Wenn alles klappt, kann der Heimatverein Schollene sein Museum bald wieder regulär öffnen: Die Gemeinde wird in Kürze den maroden Wasseranschluss sanieren lassen.

Schollene l "Anfang Mai soll das Wasser endlich wieder fließen", freute sich Vereinsvorsitzender Fred Bebenroth in seinem Bericht. Dann könne das Heimatmuseum, das in der Scheune neben der einstigen Brauerei-Gaststätte untergebracht ist, auch wieder regelmäßig öffnen. Denn so wie es sich derzeit präsentiert, kann man es kaum jemanden zumuten - ohne Wasser zum Kaffeekochen oder für die Toilette.

Der erste Höhepunkt im Vereinsleben des Vorjahres war der Pelosetag im Juli gewesen, jeder Gast konnte den Betrieb besichtigen, Heimatfreund Karl-Heinz Repp führte und erklärte. Eine Physiotherapeutin zeigte, wie der Heilschlamm aus dem Schollener See angewandt wird, Bürgermeister Armin Wernicke informierte zum See als Naturschutzgebiet, der Jugendklub betreute den Nachwuchs.

Für die Senioren wurde vom Verein ein Grillnachmittag organisiert, was auch in diesem Jahr wieder erfolgen soll. Bereits Anfang September begannen die Vorbereitungen für die größte Aktion, den Weihnachtsmarkt. Dieser hatte am 29. November am Schloss stattgefunden und war wieder gut besucht. Die örtliche Tagesstätte und die Grundschule aus Klietz umrahmten das Ganze musikalisch.

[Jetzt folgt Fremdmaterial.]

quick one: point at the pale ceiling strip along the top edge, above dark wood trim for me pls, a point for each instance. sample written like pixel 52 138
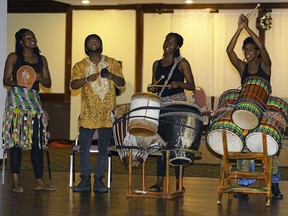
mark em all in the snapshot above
pixel 117 2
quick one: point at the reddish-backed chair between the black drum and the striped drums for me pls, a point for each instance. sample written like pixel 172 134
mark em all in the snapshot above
pixel 201 100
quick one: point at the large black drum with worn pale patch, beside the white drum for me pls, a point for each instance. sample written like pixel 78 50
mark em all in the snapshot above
pixel 180 126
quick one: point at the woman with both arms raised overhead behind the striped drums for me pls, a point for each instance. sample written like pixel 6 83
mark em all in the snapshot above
pixel 256 63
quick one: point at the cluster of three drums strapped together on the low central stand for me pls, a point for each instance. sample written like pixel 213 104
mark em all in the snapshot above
pixel 144 127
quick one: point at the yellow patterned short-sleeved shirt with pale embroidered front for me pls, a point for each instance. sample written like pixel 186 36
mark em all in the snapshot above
pixel 98 98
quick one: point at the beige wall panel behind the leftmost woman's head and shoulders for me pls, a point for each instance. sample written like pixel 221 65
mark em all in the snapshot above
pixel 50 33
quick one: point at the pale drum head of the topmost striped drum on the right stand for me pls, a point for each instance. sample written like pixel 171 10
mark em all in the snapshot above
pixel 245 119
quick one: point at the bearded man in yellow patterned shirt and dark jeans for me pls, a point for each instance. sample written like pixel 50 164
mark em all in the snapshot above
pixel 97 76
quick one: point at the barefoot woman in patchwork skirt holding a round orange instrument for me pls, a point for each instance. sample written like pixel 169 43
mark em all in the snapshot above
pixel 25 122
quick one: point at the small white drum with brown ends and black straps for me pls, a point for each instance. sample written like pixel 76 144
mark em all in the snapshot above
pixel 144 114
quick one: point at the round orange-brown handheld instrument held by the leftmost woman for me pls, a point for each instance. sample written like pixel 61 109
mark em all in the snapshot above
pixel 26 76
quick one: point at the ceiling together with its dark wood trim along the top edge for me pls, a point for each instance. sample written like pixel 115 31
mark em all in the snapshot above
pixel 148 6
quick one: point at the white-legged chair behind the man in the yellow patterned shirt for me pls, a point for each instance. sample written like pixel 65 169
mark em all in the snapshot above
pixel 93 149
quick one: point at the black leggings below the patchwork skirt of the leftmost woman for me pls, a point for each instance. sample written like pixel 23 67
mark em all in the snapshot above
pixel 36 154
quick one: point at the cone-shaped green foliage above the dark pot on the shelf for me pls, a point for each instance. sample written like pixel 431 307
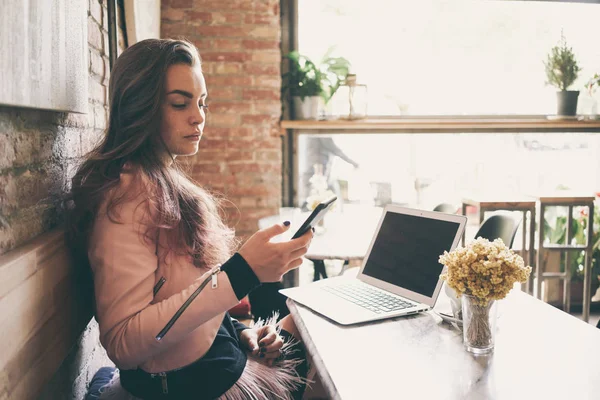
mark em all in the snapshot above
pixel 561 67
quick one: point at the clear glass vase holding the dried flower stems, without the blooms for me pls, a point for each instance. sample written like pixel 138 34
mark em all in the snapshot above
pixel 479 324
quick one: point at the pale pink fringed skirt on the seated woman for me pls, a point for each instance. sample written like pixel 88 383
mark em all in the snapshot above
pixel 284 380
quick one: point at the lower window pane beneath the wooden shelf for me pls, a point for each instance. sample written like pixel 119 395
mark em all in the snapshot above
pixel 428 169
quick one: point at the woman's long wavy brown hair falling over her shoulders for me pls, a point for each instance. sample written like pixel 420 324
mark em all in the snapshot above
pixel 189 215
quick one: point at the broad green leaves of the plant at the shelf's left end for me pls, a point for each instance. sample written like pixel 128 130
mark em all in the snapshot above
pixel 305 78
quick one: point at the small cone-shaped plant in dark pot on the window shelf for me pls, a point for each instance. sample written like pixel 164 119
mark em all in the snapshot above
pixel 562 71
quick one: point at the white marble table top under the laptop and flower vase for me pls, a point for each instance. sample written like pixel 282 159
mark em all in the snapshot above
pixel 541 353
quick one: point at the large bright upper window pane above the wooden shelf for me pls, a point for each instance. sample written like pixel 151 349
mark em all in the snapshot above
pixel 453 57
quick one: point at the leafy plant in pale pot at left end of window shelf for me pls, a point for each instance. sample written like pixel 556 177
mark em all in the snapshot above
pixel 308 83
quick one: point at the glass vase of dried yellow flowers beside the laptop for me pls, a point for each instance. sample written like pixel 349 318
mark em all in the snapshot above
pixel 482 272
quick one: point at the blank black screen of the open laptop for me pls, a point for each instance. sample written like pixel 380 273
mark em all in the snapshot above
pixel 407 249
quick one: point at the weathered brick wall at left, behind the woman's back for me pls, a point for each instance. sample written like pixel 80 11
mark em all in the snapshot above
pixel 38 155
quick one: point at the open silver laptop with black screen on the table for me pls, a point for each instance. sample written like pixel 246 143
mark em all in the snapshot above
pixel 400 274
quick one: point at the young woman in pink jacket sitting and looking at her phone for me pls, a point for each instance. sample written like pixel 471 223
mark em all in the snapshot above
pixel 161 257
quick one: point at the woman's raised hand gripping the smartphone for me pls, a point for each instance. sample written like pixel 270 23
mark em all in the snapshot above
pixel 270 261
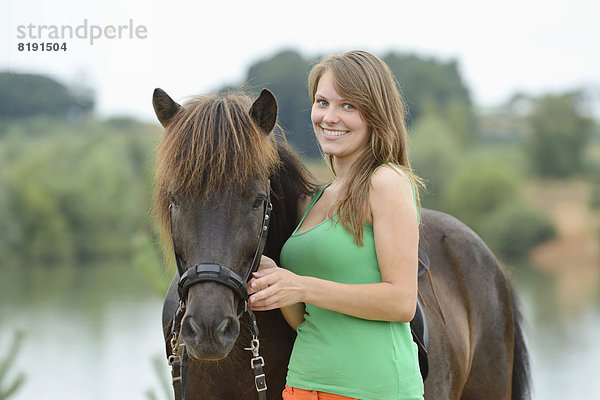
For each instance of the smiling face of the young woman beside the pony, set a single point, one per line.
(340, 127)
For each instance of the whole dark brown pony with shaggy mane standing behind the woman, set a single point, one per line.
(213, 163)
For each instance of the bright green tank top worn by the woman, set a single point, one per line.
(337, 353)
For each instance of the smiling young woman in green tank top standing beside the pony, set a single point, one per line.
(348, 281)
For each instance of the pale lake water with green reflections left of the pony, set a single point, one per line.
(90, 333)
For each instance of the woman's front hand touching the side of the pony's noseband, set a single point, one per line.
(273, 287)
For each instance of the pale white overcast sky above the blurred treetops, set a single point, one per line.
(534, 46)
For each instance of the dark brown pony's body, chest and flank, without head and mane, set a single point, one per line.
(470, 354)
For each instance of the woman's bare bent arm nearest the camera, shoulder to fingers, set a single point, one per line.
(396, 242)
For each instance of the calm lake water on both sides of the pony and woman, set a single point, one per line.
(95, 333)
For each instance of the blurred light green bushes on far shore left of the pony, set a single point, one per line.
(79, 192)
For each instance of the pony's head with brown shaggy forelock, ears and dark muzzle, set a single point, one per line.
(212, 167)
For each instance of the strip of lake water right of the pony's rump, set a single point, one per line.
(562, 313)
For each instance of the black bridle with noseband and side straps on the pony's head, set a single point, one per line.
(225, 276)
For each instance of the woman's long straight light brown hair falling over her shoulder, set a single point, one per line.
(365, 80)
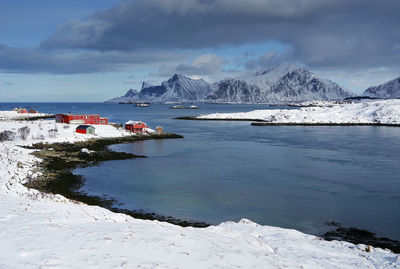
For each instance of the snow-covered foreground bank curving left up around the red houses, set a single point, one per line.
(40, 230)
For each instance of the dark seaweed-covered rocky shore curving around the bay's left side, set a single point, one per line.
(59, 159)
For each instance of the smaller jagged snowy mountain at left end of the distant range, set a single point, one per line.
(177, 89)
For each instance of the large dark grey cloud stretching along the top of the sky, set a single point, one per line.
(322, 33)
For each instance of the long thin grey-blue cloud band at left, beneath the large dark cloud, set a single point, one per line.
(26, 60)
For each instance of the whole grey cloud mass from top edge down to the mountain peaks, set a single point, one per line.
(342, 34)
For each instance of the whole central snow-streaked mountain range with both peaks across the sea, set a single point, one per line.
(284, 83)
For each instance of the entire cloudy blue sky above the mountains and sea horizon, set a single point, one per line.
(93, 50)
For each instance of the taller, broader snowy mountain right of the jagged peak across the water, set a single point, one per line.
(284, 83)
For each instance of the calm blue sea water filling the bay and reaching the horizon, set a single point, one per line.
(288, 176)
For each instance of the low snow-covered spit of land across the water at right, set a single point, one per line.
(375, 112)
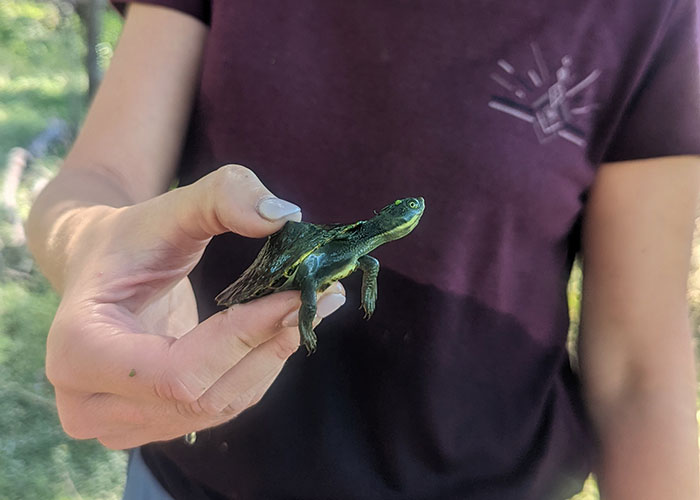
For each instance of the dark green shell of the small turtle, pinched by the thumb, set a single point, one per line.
(274, 267)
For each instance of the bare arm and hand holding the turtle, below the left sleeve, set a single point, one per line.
(128, 359)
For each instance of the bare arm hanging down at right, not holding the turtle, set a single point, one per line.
(635, 345)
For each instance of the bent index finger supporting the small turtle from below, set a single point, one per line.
(108, 351)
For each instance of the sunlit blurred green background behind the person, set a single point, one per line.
(52, 54)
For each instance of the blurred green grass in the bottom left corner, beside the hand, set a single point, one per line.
(38, 459)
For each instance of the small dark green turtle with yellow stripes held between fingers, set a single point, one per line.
(309, 257)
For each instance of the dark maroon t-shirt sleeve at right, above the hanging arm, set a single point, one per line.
(662, 115)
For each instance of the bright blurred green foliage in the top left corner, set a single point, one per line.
(41, 75)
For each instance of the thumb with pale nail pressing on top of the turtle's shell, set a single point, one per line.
(231, 198)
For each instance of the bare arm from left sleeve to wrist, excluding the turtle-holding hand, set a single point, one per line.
(130, 143)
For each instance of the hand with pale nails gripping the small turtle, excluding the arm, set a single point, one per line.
(128, 359)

Zuvor, am 15. Oktober, hatte sich der Verein am großen Herbstputz im Dorf beteiligt und das Gelände am Heimatmuseum auf Vordermann gebracht. Ein Fachmann von der Buga-Gesellschaft informierte zudem über verschiedene Pflanztechniken. Die ersten Blüten der Blumen-Anpflanzungen sind jetzt bereits zu sehen.

Aktuell zählt der Verein 40 Mitglieder, zwei waren im Vorjahr leider verstorben, Neuaufnahmen gab es nicht. Die verstärkte Mitgliederwerbung ist denn auch einer der Schwerpunkte, die sich der alte und neue Vorsitzende Fred Bebenroth gestellt hat. Mit im neuen Vorstand arbeiten zudem wieder Erika Gorges als Stellvertreterin, Heidi Schünemann und Kassiererin Anja Berg. Sebastian Heinike und Jürgen Repp standen nicht mehr zur Verfügung, neu in den Vorstand gewählt wurde Klaus Kose - er erhielt ebenso wie die anderen alle Stimmen der Anwesenden. Als Kassenprüferin fungiert wieder Kirsten Poro.

"Im Buga-Jahr erhoffen wir uns viele Gäste im Heimatmuseum", blickte der Vorsitzende in die Zukunft. Damit man sich ihnen entsprechend präsentiert, wird es an beiden Vereinsobjekten - also dem Museum und der Windmühle - Arbeitseinsätze geben. Der an der Mühle wird am 11. April stattfinden, Treff ist um 9.30 Uhr - weitere Helfer sind sehr willkommen. Der Termin für das Museum wird noch mit dem Förderverein abgestimmt.

Ein Ausflug ist für dieses Jahr nicht geplant, wegen der Buga gibt es genügend Veranstaltungen ringsum. Der Mühlentag wird eine Woche vor Pfingsten stattfinden - und zwar am 16. Mai. Und auch einen Weihnachtsmarkt soll es dieses Jahr wieder geben. Eventuell im Mai wird eine Dankeschönparty für alle Helfer steigen. Im kommenden Jahr feiert der Verein ein rundes Jubiläum: Er wird 20 Jahre alt.

Ein Dach für den Göpel

Ein großes Projekt des Vereins ist die Überdachung für den alten Göpelantrieb neben der Mühle. Im Vorjahr hatte die Kreissparkasse dafür bereits 2000 Euro aus ihrem Kalendererlös gespendet. Weiteres Geld dafür soll aus der Rücklage des Heimatvereins entnommen werden. Die Neugestaltung der Ausstellungsflächen an der Mühle ist auch Inhalt eines Antrages, welcher bei der lokalen Leader-Arbeitsgruppe zwecks finanzieller Förderung eingereicht worden ist.